Incorporate Bands to Elicit Glute Connection

We’ve written before about how the dance population seems to struggle with hip extension, and specifically with tapping into the power of their glutes. Today I’ll talk to you about two ways we tackle this issue.

One of the things that’s important from a coaching standpoint is putting dancers and athletes into positions in which they can succeed. I’ll test their ability to do something like a Romanian deadlift when I first meet them, but many dancers struggle, either because of hyper-mobility or basic unfamiliarity with hinging as a biomechanics concept.

When it’s time to train rather than assess, we’ll use a progression over weeks and months that might look something like this.

Hip extension progression

1.) Glute bridge from floor

2.) Unweighted hip thrust

3.) Barbell hip thrust

4.) Barbell Romanian deadlift

5.) Trap-bar deadlift

You can mix in the single leg variations of the first three movements as well, but the point here is that four and five are likely to be the most difficult hip extension variations.
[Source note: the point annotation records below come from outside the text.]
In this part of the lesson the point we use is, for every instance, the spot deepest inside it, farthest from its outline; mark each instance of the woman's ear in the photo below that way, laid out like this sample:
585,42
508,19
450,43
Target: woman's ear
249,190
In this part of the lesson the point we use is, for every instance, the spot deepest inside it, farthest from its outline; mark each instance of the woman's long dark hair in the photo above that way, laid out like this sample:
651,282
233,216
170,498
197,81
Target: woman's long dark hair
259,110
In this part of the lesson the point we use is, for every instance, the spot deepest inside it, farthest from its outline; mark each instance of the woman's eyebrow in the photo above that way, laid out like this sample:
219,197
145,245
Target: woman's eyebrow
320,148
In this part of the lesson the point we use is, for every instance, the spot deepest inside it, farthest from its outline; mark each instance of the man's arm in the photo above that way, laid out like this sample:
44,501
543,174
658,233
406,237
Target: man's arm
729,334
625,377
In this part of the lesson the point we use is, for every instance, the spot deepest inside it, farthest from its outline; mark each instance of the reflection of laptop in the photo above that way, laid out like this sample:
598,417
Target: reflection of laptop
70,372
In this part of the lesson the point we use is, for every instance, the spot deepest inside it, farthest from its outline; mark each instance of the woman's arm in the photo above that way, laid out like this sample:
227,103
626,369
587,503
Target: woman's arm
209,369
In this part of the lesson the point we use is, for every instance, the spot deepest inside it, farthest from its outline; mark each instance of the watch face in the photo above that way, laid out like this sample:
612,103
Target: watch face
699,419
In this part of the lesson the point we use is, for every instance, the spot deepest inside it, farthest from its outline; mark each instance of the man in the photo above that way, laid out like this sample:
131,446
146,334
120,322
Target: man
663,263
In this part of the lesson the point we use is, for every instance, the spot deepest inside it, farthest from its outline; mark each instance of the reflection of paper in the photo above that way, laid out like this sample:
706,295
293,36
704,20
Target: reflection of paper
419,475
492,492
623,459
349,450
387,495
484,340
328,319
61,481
Proceed with caution and a conservative approach before loading a dancer with a barbell and asking her to control the weight eccentrically while avoiding shearing forces on her lumbar spine.

One tactic I’ve begun using that has helped push dancers along that continuum more quickly is bands. The physiotherapy type bands will work, but I like the added force of the type of bands that powerlifters or weightlifters might use.

Below are three examples of how the bands enhance the mind-muscle connection between dancers and, well, their butts. The banded hip thrust is maybe the more obvious of the three, but we’ll also use the bands on something like the Romanian deadlift and the bent barbell row. Remember, your glutes play multiple important roles: they are powerful hip extensors, they are powerful hip external rotators, they are powerful hip abductors (moving legs away from the body—here we’re talking specifically glute medius and glute minimus), and they keep the femur in the acetabulum of the hip. Given the extraordinary mobility dancers often have in their hips, it makes sense in a training sense to also give them a bit of the stability they can lose over the course of a performance season.